The story of his romance --- which was utterly fabricated --- worked like a charm. His father, eager to help his son avoid a disastrous marriage, not only bought him a steamship ticket, he gave him a $2,000 line of credit. And Liebling went to Paris and began to eat.
Happily for Liebling, he had "just enough money" --- that is, he had to think hard whether to spend the six francs he had earmarked for dinner on a better wine and a lesser beef or settle for vin ordinaire and a "generous, sanguine contre-filet." This is, as any food-lover knows, not a small question. There are, as Liebling points out, only two opportunities for culinary investigation each day. Only a fool would waste even one. (Rich people, in Liebling's view, tend to be fools because they go to "great" restaurants and order what we now think of as "designer food." They are, as a result, "unlikely to make the acquaintance of meat dishes of robust taste.")
There are some passages about boxing and theater in this slim (182 page) book. Unless those are your obsessions, let your eye pass quickly over them. Food is Liebling’s great topic, and that’s what you’re here for. And on this subject, Liebling delivers one great scene after another. [To buy the paperback from Amazon, click here.]

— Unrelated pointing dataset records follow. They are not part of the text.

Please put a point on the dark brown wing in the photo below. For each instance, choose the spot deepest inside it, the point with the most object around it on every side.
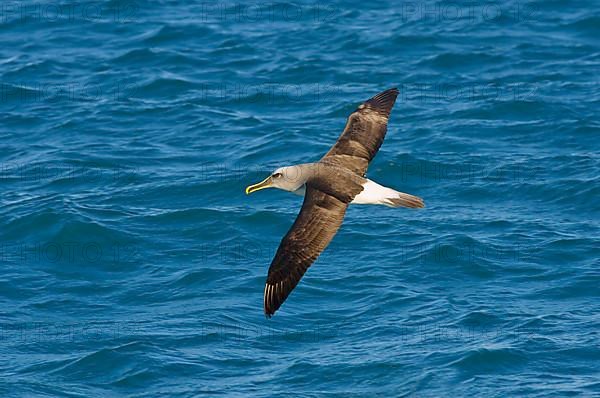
(318, 221)
(363, 134)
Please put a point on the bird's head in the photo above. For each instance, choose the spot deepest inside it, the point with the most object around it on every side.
(288, 178)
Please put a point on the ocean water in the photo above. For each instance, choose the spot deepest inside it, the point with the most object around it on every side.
(133, 264)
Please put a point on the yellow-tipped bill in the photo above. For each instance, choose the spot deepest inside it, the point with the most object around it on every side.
(266, 183)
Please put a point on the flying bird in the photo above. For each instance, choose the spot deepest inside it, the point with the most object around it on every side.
(329, 186)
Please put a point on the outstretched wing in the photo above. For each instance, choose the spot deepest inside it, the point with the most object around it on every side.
(317, 223)
(363, 134)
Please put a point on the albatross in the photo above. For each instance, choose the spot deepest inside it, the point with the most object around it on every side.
(329, 186)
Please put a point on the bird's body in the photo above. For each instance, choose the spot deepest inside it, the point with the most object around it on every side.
(329, 186)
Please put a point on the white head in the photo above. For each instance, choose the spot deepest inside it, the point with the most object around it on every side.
(288, 178)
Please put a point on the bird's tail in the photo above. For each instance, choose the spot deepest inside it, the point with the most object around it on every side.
(401, 199)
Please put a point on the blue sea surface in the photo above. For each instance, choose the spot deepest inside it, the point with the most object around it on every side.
(133, 263)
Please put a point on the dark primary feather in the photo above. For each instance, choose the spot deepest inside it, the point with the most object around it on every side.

My favorite is the visit of Liebling's parents to Paris. Liebling takes them to a restaurant he has never been to --- the place is famed for modest decor, worn tablecloths, great cooking and "staggering" bills. Liebling tells the owner that his father, a New York furrier, is "the richest man in Baltimore." The owner, beaming, says he will choose the menu himself. And, along with an array of dazzling wines, he presents the Lieblings with this dinner: vegetable soup, trout, boiled chicken, an omelette au kirsch for dessert. "The simple line of the meal brought out the glories of the wine, and the glories of the wine brought out the grandeur in my father's soul," Liebling writes. The Lieblings returned for three more nights.
And there are the legendary eaters, a breed we no longer see. Here's Liebling on a friend who goes to a favorite restaurant intending to order a "light" meal: "a dozen, or possibly eighteen oysters, and a thick chunk of steak topped with beef marrow." But when he arrives, the owner announces that he has saved two portions of cassoulet for him. What to do: skip the steak or hurt the owner's feelings? This was no crisis. Liebling's pal "ate the cassoulet, then enjoyed the steak. The oysters offered no problem, since they present no bulk."

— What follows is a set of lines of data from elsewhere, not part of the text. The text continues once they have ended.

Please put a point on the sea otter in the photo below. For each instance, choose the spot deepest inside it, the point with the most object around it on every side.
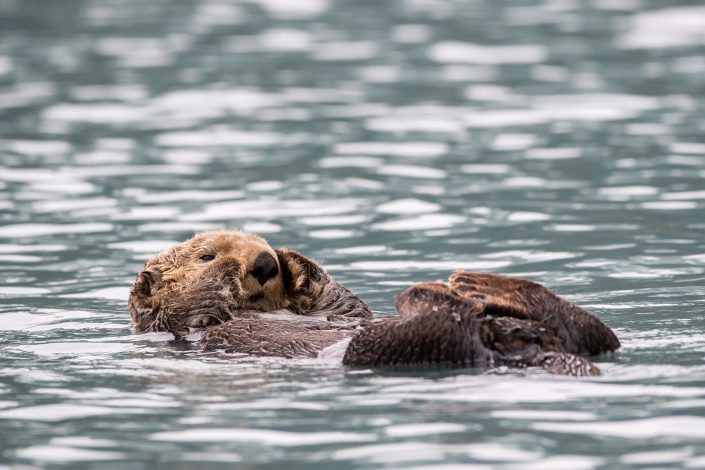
(252, 299)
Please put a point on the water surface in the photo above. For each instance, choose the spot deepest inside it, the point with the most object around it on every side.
(559, 141)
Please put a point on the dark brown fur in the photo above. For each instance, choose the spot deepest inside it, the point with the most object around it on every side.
(438, 325)
(478, 320)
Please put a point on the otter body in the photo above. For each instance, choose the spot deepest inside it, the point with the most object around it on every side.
(230, 283)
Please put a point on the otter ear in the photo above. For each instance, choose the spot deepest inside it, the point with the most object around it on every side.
(147, 281)
(298, 272)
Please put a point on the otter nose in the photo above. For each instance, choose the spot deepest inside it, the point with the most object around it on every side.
(264, 268)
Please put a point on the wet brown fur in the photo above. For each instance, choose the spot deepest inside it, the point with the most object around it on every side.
(477, 320)
(177, 290)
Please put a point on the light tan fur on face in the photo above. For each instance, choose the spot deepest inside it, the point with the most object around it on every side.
(179, 265)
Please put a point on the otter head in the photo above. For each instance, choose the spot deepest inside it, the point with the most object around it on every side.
(243, 262)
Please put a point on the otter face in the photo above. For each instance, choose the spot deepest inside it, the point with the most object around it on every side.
(247, 263)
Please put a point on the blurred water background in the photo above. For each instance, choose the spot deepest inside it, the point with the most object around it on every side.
(558, 140)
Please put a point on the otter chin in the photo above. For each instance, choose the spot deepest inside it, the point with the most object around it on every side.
(251, 298)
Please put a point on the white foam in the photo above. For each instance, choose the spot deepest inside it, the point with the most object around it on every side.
(423, 429)
(528, 217)
(460, 52)
(261, 227)
(112, 293)
(683, 195)
(350, 162)
(218, 137)
(513, 141)
(55, 412)
(564, 153)
(65, 454)
(36, 230)
(298, 9)
(421, 222)
(331, 234)
(666, 28)
(261, 436)
(688, 147)
(68, 348)
(411, 33)
(396, 149)
(283, 40)
(272, 209)
(412, 171)
(439, 265)
(10, 290)
(414, 124)
(345, 51)
(485, 168)
(37, 147)
(407, 206)
(692, 427)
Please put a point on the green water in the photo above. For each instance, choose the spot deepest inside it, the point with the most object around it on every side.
(561, 141)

Liebling would become fat and unhealthy. Talented, self-destructive --- the word "complicated" was invented for Liebling. It is, however, a joy pure as Montrachet to revisit his youth, when he ate with gusto and the future was an unbroken vista of remarkable meals. Reading this book, you will feel both sated and anticipatory. Just like Liebling after a two-hour lunch. Bon appetit!